Sin & Salvation (Demigod of San Francisco #3)(46)



“—but this time,” Daisy went on, not hearing the others, “her skin is like…legit glowing. Like one of those filters on the camera that makes your skin really nice. Seriously, he got you a different lotion, right? I want some.”

Bria put up her hands in defeat. “Alexis, honestly, just answer me one question: you’re cool with being a kept woman?”

“Kept woman?” Daisy reeled back. “Are you kidding me? Ain’t no one keeping my girl down.” She gestured around us. “A Demigod with too much money wants to buy us a house? Um yes, we’ll take it, thank you very much. He wants to buy us some new clothes, a bunch of shi…crap no one needs but is sure nice to have? Food? Yes, yes, and I’ll take another helping, please and thank you. That motherfucker—sorry Lexi, but you know that swear was warranted—doesn’t own us. If he thinks we can be bought, then he’s the chump. We can and will leave at any time. We’ll take the hand outs, but gifts with strings attached are for losers.” She gestured to Mordecai, and then me, and then back to herself. “We ain’t losers.”

I nodded with my lips pulled to the side, thinking. “Yeah, that’s about it. I don’t mind people buying me stuff. I encourage it, actually. Why do you think I took drinks from Miles for so long?”

“It helps us save our money,” Mordecai said, nodding.

“And it’s not like he’s in control,” Daisy continued. “We have all the paperwork on this house. If he tries to pull the rug out from under us?” She let the question hang in the air with her eyebrows lifted.

“We’ll burn it down,” Mordecai supplied helpfully.

Daisy’s expression fell and she reached over to punch Mordecai in the sweet spot on his arm. “Thanks a lot.”

“Ow! What?” he asked, rubbing the offending spot.

“You stole my thunder. I was going to say we’d burn it down.”

“Then run off to Australia,” he said expectantly. “I’m not stealing anything from you. Everyone knows that’s the best plan.”

A look of death crossed Daisy’s face.

“I just…” Bria leaned against the counter, worry in her eyes. “Look, I know you guys swear by Kieran”—she glanced up at Zorn—“and everyone who works with him wants to stay working for him. As a boss and usually as a man, he’s top notch. I’m a believer. I am. In almost all things, I am Team Kieran—”

“You worry that when it comes to a woman, he’ll turn into his dad,” Jack said quietly, all humor gone.

“Since day one, yeah,” Bria said. “Look, genetics is a tricky bitch. Kieran got a big heaping of genetics from Valens. He has skills that not many possess. He stole Valens’s prized possession out from under him, and after two months Valens still has no idea he was the one who did it. That takes a certain sort of a cunning. A Valens sort of cunning. And now here Kieran is, buying Alexis a new life, just like his dad did for his mom. He’s also marked her without asking. Maybe he didn’t do it on purpose, and maybe I’m in the minority here, but that’s got me worried.”

Silence fell through the kitchen, so thick I could barely breathe. She’d just dug up all the worries and concerns that had plagued me.

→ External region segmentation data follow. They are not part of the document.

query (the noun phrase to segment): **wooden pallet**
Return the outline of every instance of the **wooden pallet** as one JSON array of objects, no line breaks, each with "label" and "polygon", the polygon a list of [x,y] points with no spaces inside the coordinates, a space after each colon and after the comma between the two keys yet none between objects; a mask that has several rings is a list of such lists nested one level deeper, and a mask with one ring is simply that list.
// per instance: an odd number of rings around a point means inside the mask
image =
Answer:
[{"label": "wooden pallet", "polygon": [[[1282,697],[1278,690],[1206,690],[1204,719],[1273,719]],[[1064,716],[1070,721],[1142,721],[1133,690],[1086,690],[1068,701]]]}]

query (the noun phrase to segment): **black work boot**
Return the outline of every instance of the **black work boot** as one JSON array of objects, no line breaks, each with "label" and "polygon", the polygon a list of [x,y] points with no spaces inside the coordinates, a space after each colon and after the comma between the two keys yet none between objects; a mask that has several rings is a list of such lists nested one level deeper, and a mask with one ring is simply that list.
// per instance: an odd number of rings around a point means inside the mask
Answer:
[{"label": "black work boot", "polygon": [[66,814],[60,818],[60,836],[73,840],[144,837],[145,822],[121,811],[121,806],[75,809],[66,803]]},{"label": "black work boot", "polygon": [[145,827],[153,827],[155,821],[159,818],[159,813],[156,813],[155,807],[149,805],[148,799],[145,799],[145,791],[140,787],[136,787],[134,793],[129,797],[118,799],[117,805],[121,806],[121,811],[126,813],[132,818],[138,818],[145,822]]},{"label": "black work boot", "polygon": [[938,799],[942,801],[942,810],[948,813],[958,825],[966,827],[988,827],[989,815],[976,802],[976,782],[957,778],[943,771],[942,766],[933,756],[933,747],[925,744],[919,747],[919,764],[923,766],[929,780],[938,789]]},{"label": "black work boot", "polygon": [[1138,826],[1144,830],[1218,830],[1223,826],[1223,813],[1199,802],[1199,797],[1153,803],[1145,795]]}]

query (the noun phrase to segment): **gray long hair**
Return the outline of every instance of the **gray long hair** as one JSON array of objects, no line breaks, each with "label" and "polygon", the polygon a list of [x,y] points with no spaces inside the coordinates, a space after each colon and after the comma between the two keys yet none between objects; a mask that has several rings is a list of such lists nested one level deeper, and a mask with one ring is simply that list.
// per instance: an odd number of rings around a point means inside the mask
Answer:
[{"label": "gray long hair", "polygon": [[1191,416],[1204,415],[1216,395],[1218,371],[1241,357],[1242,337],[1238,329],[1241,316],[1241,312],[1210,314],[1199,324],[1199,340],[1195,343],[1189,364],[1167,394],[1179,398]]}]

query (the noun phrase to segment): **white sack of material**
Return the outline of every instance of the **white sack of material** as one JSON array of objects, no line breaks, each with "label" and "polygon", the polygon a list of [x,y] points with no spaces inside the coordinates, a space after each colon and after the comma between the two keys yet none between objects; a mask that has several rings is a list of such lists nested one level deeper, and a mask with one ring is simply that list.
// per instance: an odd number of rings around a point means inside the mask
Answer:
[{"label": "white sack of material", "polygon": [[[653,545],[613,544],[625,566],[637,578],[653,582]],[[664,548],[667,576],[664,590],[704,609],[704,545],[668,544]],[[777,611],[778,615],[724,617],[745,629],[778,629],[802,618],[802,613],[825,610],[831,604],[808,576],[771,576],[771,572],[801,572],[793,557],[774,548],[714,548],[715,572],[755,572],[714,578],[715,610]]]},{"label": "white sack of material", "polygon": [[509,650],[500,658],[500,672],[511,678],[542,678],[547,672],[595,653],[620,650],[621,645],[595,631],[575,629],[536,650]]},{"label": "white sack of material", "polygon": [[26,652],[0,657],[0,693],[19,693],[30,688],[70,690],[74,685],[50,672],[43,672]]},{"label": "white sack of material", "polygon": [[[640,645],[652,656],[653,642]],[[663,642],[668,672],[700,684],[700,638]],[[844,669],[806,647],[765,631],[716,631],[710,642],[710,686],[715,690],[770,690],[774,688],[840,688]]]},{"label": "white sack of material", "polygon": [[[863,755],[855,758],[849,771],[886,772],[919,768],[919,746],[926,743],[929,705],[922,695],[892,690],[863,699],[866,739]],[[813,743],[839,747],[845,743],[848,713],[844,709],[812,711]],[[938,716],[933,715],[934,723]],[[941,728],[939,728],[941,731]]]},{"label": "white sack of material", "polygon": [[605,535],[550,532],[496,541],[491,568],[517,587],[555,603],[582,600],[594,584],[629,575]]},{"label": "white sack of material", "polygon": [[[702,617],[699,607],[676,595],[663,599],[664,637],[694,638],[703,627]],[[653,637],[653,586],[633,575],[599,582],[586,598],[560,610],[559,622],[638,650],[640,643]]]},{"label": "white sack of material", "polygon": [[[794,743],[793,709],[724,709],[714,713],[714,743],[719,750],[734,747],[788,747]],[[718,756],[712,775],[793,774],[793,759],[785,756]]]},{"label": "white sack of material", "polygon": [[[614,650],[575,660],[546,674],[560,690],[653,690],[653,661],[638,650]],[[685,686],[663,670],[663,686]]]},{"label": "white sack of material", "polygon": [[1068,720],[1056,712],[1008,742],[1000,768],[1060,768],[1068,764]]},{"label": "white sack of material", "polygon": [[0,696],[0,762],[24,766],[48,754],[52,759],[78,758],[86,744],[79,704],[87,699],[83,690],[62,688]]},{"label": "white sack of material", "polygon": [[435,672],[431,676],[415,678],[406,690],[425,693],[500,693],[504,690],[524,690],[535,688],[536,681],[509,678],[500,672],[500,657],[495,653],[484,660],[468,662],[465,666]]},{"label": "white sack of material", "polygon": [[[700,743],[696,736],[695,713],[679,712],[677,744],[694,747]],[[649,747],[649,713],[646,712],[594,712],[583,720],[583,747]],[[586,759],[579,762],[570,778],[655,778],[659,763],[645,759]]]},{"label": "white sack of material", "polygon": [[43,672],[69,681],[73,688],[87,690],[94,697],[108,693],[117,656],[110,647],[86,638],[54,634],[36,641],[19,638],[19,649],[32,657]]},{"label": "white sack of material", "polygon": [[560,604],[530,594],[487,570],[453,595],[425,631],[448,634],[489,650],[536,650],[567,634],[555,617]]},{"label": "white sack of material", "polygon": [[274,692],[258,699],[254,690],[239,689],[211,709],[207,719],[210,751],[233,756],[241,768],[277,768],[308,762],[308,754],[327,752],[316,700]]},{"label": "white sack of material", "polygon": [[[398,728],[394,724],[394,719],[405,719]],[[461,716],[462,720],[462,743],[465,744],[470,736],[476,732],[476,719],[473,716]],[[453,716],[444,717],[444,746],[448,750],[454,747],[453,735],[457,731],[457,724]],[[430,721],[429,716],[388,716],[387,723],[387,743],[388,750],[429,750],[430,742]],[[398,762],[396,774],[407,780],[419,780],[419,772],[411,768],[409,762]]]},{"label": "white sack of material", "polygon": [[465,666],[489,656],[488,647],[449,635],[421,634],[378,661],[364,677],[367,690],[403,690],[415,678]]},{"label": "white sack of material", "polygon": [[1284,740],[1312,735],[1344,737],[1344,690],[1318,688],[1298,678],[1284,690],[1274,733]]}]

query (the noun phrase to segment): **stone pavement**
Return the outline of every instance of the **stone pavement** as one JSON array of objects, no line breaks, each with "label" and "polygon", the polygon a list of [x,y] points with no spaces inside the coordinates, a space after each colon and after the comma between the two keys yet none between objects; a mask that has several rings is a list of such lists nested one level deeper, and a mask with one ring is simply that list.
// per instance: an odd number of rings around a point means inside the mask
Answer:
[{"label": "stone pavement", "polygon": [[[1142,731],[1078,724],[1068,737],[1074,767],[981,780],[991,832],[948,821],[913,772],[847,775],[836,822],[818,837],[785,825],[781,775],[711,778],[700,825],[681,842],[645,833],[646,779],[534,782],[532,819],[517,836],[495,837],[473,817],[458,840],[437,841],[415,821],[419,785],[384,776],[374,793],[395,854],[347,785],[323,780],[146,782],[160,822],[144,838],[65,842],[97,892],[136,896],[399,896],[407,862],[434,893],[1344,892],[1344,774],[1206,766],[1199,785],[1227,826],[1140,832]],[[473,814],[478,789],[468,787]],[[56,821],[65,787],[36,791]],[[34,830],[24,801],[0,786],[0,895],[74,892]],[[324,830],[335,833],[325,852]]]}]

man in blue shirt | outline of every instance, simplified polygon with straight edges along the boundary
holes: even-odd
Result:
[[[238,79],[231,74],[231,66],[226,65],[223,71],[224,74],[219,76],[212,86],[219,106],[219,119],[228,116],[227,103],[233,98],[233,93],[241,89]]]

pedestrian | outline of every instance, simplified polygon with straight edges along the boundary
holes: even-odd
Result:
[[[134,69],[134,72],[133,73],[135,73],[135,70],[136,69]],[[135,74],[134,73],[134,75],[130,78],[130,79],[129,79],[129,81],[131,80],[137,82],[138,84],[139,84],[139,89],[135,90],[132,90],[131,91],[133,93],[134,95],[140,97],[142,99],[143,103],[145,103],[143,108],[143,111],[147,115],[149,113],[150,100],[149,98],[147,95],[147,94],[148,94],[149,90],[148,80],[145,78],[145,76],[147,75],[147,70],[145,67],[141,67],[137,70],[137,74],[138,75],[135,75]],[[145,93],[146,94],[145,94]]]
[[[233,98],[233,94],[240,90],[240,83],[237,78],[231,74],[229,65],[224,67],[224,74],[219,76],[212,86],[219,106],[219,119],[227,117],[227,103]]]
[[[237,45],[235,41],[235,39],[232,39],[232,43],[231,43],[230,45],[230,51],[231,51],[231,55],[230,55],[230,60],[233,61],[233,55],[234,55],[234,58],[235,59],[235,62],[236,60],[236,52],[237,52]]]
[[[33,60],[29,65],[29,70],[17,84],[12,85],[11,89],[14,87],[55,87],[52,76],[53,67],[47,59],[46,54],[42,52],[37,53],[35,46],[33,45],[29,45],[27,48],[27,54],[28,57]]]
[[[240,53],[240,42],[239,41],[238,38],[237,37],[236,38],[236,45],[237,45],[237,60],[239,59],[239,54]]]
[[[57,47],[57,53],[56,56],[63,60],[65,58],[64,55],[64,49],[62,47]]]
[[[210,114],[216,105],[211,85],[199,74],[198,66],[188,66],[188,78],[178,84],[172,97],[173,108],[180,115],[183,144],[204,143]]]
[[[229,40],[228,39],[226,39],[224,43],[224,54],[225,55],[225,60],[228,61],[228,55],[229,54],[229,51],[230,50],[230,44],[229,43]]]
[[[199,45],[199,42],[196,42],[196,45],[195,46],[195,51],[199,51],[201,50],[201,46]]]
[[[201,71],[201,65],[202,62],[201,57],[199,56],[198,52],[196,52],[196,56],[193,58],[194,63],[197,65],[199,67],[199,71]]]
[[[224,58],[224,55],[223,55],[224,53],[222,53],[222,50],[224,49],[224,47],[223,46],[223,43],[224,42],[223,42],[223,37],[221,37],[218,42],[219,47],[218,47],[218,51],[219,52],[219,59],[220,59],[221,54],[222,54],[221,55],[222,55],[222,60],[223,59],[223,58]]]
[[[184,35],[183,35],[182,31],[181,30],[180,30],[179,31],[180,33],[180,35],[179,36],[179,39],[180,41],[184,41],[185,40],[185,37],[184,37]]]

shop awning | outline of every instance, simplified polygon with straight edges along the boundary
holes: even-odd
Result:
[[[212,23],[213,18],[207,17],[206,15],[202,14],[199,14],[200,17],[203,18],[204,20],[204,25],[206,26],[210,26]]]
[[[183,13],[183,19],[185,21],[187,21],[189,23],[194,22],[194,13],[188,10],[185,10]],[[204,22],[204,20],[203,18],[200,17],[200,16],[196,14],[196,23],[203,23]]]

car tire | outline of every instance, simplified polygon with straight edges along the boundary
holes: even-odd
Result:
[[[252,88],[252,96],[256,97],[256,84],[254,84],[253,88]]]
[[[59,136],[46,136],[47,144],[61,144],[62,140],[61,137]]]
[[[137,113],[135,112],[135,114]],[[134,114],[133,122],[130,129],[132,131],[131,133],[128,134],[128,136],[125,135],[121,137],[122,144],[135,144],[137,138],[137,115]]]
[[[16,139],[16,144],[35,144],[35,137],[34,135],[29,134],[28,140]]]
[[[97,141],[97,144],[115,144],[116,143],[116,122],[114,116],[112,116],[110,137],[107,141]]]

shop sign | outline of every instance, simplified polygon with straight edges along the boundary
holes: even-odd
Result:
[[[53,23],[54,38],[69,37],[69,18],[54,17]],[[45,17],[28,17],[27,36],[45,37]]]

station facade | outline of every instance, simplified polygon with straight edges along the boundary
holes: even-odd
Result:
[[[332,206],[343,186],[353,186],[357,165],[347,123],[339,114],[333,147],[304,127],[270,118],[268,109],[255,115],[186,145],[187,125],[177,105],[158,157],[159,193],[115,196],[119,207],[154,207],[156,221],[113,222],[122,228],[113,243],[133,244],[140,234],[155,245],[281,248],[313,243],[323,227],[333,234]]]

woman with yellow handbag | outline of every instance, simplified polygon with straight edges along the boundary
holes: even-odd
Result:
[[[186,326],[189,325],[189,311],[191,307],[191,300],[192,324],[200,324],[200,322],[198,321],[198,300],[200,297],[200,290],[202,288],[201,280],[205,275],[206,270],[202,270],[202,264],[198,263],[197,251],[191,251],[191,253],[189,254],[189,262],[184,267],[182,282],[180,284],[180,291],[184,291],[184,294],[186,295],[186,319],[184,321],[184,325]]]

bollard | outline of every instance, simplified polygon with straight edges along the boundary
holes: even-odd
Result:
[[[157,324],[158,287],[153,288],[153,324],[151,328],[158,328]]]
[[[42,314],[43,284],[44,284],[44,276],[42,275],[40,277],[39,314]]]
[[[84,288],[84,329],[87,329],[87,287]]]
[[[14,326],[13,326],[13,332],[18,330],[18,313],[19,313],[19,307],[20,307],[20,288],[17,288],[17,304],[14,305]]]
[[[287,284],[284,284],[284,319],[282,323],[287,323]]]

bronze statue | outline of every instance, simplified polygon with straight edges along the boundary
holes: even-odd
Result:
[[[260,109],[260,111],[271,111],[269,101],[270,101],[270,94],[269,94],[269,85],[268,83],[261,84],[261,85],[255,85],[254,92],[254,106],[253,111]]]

Had this been a huge, irreversible mistake?

“I’ve known Kieran most of my life,” Zorn said, his low voice filling up the room. “He found me in a gutter outside of a pub, beaten senseless. I should’ve been in the hospital, but my father wanted to get back to his pints and his dice. My attempt to drag him home hadn’t been appreciated.” He paused to take a steadying breath. “I was nothing. An unwanted nobody. There are very few high-powered magical people in the world, let alone in the magical elite, who would go out of their way to help a half-dead street kid. But Kieran ended his night out to take me home with him, and the Demigod’s wife allowed her son to carry a bleeding pulp of a kid into her house and set him down on a spotless cream sofa in the living room. It wasn’t a servant who nursed me back to health, though they had many. It was the two of them, taking turns. He might have a good helping of his father, but he was raised and nurtured by his mother.”

Bria opened her mouth to speak, but Zorn wasn’t finished.

“From that day forward, I’ve been a kept man. Kieran took me in, then bought me my first house. He bought the car I drive. He offered me a credit card, too, but by that time, he’d paid me enough salary, and taught me what to do with it, that I could stand on my own. He didn’t do any of it to gain favor or loyalty. He wasn’t attempting to buy me. He was offering to help me in the only few ways he knew how. I would go to the grave for that man and be brought back time and again to help him.”

“But you’re not a woman,” Jack cut in. “Bria has a reason to be wary. There’s a reason the Six is made up of all men, after all.”

“Kieran’s father did try to poison him to women, that’s true,” Zorn said. “He’s never fully trusted himself to have power over a woman. He doesn’t want to turn into Valens.”

“What about Bria?” Daisy asked.

“She came on as a highly recommended outsider,” Zorn said, “whom I personally interviewed—”

“He means banged.” Bria’s glimmer of mirth was short-lived. Her face soured again.